A study from the University of Würzburg has identified peroxiredoxin 6 (PRDX6) as a critical enzyme involved in selenoprotein production, opening potential new avenues for treating specific cancers, particularly neuroblastoma in children. The research highlights that inhibiting PRDX6 could impair cancer cell survival, offering a novel therapeutic target.
Selenoproteins play essential roles in various biological functions, including breaking down harmful substances, supporting the immune system, and regulating metabolic processes. However, certain selenoproteins, such as glutathione peroxidase 4 (GPX4), can protect cancer cells from death. GPX4's protective properties pose a challenge for standard cancer therapies, as its activity promotes the survival of drug-tolerant states.

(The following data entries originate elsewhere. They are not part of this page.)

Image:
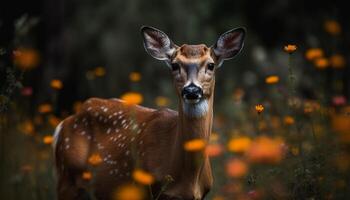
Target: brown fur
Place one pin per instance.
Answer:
(160, 151)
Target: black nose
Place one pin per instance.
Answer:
(192, 92)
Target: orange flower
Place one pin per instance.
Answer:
(236, 168)
(290, 48)
(321, 63)
(259, 108)
(295, 151)
(314, 53)
(99, 71)
(45, 108)
(27, 168)
(56, 84)
(86, 175)
(238, 94)
(213, 150)
(214, 137)
(53, 120)
(135, 76)
(132, 98)
(95, 159)
(27, 127)
(272, 79)
(289, 120)
(265, 150)
(143, 177)
(162, 101)
(48, 139)
(26, 58)
(337, 61)
(239, 145)
(194, 145)
(77, 106)
(90, 75)
(129, 192)
(332, 27)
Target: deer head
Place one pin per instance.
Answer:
(193, 66)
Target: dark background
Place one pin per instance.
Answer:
(74, 36)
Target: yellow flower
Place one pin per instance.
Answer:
(290, 48)
(56, 84)
(48, 139)
(129, 192)
(99, 71)
(239, 145)
(86, 175)
(142, 177)
(321, 63)
(213, 150)
(135, 76)
(132, 98)
(27, 127)
(272, 79)
(337, 61)
(26, 58)
(314, 53)
(53, 120)
(45, 108)
(332, 27)
(295, 151)
(194, 145)
(265, 150)
(95, 159)
(77, 106)
(236, 168)
(214, 137)
(162, 101)
(259, 108)
(289, 120)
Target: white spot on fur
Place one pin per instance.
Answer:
(56, 135)
(196, 110)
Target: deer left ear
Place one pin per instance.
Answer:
(229, 44)
(157, 43)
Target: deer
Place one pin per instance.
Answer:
(119, 131)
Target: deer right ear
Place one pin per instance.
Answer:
(157, 43)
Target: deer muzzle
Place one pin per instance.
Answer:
(192, 93)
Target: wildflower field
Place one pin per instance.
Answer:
(281, 124)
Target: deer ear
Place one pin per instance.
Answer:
(229, 44)
(157, 43)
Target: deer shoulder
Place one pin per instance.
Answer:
(109, 127)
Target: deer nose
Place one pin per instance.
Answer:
(192, 92)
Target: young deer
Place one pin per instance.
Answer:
(128, 136)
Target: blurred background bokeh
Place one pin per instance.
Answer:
(54, 54)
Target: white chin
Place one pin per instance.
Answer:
(192, 101)
(195, 108)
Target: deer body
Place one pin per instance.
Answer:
(129, 136)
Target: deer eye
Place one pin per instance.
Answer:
(211, 66)
(175, 66)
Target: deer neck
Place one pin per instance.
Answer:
(195, 127)
(190, 128)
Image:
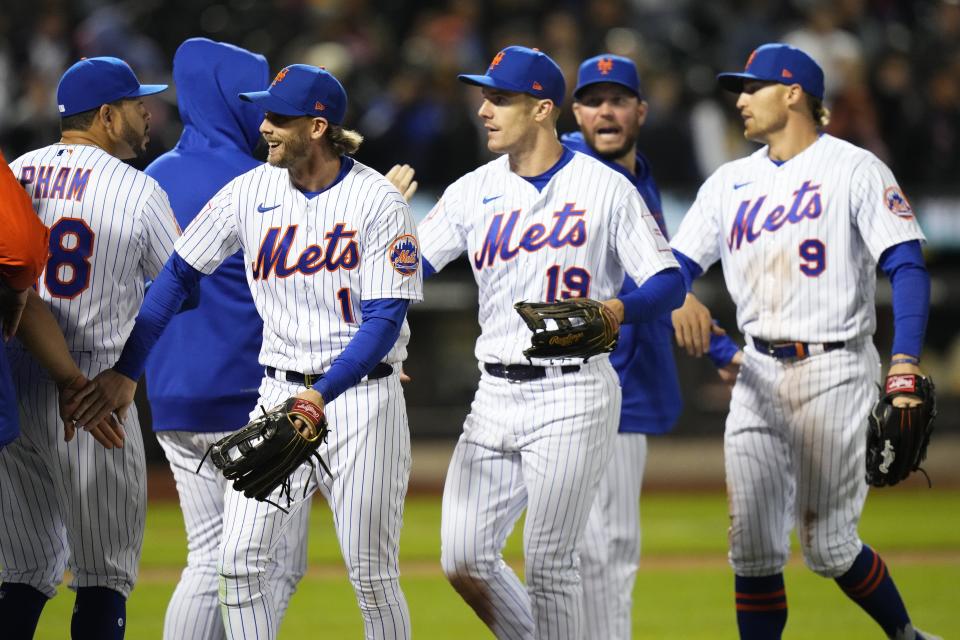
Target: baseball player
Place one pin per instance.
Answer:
(111, 228)
(800, 227)
(540, 223)
(332, 261)
(202, 377)
(610, 111)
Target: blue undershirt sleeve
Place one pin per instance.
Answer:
(379, 330)
(176, 282)
(910, 281)
(688, 268)
(661, 293)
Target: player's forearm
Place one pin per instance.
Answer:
(661, 293)
(176, 282)
(40, 333)
(382, 320)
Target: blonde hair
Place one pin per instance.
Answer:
(820, 114)
(343, 141)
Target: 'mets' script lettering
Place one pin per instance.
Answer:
(339, 251)
(748, 224)
(568, 228)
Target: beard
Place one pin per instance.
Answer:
(294, 148)
(136, 140)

"If we can inhibit GPX4 production, we may be able to target and destroy cancer cells. This is particularly promising for treating neuroblastoma, which primarily affects children," said Professor Pedro Friedmann Angeli, chair of Translational Cell Biology at the University of Würzburg.
Discovery of PRDX6's Role
In collaboration with researchers from the Heidelberg Institute for Stem Cell Technology and Experimental Medicine, the team focused on inhibiting enzymes that promote selenocysteine insertion into selenoproteins. Zhiy Chen, a PhD student in Friedmann Angeli's team, explained, "Until now, we only knew of one enzyme, selenocysteine lyase (SCLY), which was responsible for releasing the selenium atom from selenocysteine. Our research has now identified an unforeseen pathway that requires the enzyme, peroxiredoxin 6 (PRDX6), which can sustain selenoprotein production without SCLY."
Using advanced techniques like mass spectrometry and CRISPR-Cas9-based functional genomics, the researchers discovered that PRDX6 binds directly to selenium and acts as a transporter, enabling the production of new selenoproteins. The study demonstrated that inhibiting PRDX6 could impair cancer cell survival, especially in neuroblastomas, suggesting a new potential therapeutic target.
Implications for Cancer Treatment
Interestingly, the team found that while PRDX6 can compensate for the absence of SCLY, it lacks the specific activity required to remove the selenium atom from its precursors. The Friedmann Angeli group plans to investigate which other proteins collaborate with PRDX6 to maintain selenium protein synthesis. Furthermore, they aim to develop molecular inhibitors targeting both SCLY and PRDX6 to more effectively hinder cancer cell growth.
The collaborative study involved partners from the University of São Paulo in Brazil, the Institute of Stem Cell Technology and Experimental Medicine in Heidelberg, and the German Cancer Research Center (DKFZ).